TriTAC antibodies activate T cells – a subtype of a white blood cell in the adaptive immune system – to target and kill cancer cells. Harpoon said it plans to move HPN424 into Phase I clinical trials for metastatic prostate cancer next year.
CMC Biologics said it will use its CHEF1 Expression Platform to create clinical and commercial product cell lines for the biologics.

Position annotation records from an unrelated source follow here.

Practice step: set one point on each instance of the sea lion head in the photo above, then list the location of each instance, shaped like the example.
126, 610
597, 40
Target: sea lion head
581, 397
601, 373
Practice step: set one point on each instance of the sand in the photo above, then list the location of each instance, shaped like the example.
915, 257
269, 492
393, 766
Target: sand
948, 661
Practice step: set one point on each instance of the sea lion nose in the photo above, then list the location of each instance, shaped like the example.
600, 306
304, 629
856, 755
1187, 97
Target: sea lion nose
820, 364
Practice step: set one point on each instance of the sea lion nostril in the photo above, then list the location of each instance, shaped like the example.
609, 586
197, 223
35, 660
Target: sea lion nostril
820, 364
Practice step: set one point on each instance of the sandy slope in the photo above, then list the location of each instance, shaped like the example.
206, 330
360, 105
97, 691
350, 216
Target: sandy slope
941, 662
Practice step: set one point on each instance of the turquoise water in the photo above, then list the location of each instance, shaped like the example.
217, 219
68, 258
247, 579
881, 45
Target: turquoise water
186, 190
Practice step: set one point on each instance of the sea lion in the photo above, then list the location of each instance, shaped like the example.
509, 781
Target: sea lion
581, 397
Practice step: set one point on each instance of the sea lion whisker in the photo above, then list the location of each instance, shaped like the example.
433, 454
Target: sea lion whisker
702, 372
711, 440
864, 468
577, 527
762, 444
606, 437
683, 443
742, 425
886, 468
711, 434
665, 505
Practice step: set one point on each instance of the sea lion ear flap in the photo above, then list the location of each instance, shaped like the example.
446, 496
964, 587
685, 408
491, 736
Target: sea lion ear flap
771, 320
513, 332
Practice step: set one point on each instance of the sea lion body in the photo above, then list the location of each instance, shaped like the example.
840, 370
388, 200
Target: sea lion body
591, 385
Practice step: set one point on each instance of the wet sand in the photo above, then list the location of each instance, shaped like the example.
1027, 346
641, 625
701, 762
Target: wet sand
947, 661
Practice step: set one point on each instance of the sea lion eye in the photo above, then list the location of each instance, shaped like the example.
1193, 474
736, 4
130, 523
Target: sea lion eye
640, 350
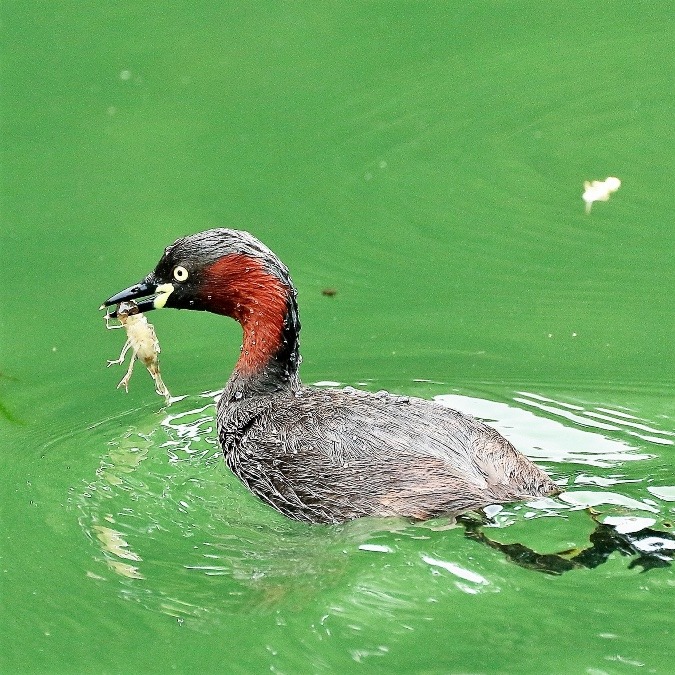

“Our advanced CHEF1 Expression Technology will facilitate production of high levels of recombinant protein in rapid time-frames, with a focus on an accelerated process, precise outputs, and excellence in service,” said CMC Biologics’ CEO Gustavo Mahler.
Chief business officer Bob Broeze told us CMC Biologics will develop the molecules at its facility in Bothell, Washington, before they are “transferred to our Berkeley, California facility for manufacturing.”
The contract development and manufacturing organisation’s (CDMO) Bothell site – located near Seattle – houses two 3,000L stainless steel bioreactor lines, two 750L bioreactors, two cell expansion suites and three single-use bioreactors.
The firm told us it does not expect to be adding any additional equipment or staff for this project.
CMC Biologics was bought by Japanese chemical firm AGC Asahi Glass in December last year.